My hatred for Tom Brady started back when he played for the Patriots. He was considered the god of football and won about every game I watched him play.
It was annoying.
No matter who the Patriots were playing, it felt like the other team never had a real chance. Watching him win week after week wasn’t exciting it was exhausting.
It made the sport feel boring because it was always the same predictable ending, Brady wins.
It wasn’t just the winning either it was the way he won. Every game turned into some dramatic, last-minute comeback where he somehow pulled off a miracle.
You could feel it coming, even before it happened.
You’d think maybe, finally, someone else would beat him but then Brady would work his so called magic and steal the game at the last second.

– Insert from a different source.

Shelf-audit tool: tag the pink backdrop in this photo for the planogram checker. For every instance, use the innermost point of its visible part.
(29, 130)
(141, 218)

Tom Brady's Super Bowl Rings (7) |
It was like watching the same bad movie over and over.
And don’t even get me started on the fans.

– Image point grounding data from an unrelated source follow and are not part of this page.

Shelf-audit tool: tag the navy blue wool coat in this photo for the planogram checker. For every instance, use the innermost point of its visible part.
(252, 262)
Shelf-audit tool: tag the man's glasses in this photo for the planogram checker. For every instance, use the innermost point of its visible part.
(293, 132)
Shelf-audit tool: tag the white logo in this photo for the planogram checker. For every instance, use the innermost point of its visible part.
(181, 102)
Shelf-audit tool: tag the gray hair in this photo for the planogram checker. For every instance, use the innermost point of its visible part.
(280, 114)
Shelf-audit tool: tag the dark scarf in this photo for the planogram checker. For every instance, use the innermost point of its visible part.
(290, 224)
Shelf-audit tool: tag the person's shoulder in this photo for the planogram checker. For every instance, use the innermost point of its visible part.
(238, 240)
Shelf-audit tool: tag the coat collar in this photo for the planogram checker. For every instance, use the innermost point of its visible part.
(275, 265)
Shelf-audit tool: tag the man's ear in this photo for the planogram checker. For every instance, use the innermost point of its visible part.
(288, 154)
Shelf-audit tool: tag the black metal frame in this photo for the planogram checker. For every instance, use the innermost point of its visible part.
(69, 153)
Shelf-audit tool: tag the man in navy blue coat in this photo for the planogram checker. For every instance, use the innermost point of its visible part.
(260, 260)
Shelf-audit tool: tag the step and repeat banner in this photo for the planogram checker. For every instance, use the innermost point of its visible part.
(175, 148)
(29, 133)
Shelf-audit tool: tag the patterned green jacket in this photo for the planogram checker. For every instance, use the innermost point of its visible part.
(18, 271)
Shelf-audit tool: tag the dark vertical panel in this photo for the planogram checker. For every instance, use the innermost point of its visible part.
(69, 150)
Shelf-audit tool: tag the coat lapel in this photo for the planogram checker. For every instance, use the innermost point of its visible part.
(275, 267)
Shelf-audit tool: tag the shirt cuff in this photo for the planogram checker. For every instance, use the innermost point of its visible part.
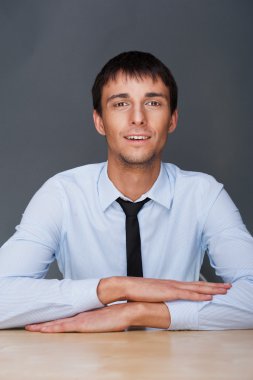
(85, 296)
(184, 315)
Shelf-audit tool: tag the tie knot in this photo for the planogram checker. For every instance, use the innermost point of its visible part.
(131, 208)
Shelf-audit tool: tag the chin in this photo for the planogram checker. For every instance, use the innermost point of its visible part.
(138, 161)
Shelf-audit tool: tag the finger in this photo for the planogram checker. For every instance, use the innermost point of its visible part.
(204, 289)
(212, 284)
(193, 296)
(60, 327)
(38, 326)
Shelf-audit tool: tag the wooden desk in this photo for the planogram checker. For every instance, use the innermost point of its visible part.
(129, 355)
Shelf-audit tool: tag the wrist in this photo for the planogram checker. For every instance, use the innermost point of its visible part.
(147, 314)
(111, 289)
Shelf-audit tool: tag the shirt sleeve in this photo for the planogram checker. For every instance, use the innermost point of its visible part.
(230, 249)
(25, 296)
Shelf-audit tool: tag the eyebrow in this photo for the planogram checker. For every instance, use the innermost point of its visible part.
(147, 95)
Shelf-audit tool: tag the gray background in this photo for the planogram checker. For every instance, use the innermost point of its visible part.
(51, 52)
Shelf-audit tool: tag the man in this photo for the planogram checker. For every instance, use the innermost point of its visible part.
(79, 217)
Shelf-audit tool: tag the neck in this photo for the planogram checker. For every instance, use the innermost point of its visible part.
(133, 180)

Patriots fans acted like he could do no wrong. Every pass, every touchdown, every victory made people think Brady was some perfect, untouchable football "god."
It made football less fun when you already knew how the story was going to end Tom Brady on top again.
But what really made my hatred wasn’t just what happened on the field.
It was the stuff off the field too.
Sure, Tom Brady is a good football player probably one of the best ever but that doesn't automatically make him a good person.
The way he handled his family and his marriage showed another side of him. Reports show how he chose football over his marriage, even after promising to retire, made it clear where his priorities were. Brady choosing football made his wife want to leave and divorce him.
Tom Brady and Gisele Bundchen announce divorce after 13 years of marriage.
For someone who supposedly "had it all," he couldn’t even put his family first. That’s not someone I can admire, no matter how many rings he has.
Even after leaving the Patriots and winning a Super Bowl with Tampa Bay, nothing changed.
If anything, it got worse. Brady was still being celebrated like a king, while in real life, his personal life was falling apart and somehow, nobody seemed to care.
It’s like winning was enough to cover up everything else.
Maybe my hatred isn’t logical. Maybe it’s built more on frustration than pure facts. But sports are emotional, and so are the people we choose to cheer for and against. For me, Tom Brady will always be the villain of football, no matter how many trophies he racks up.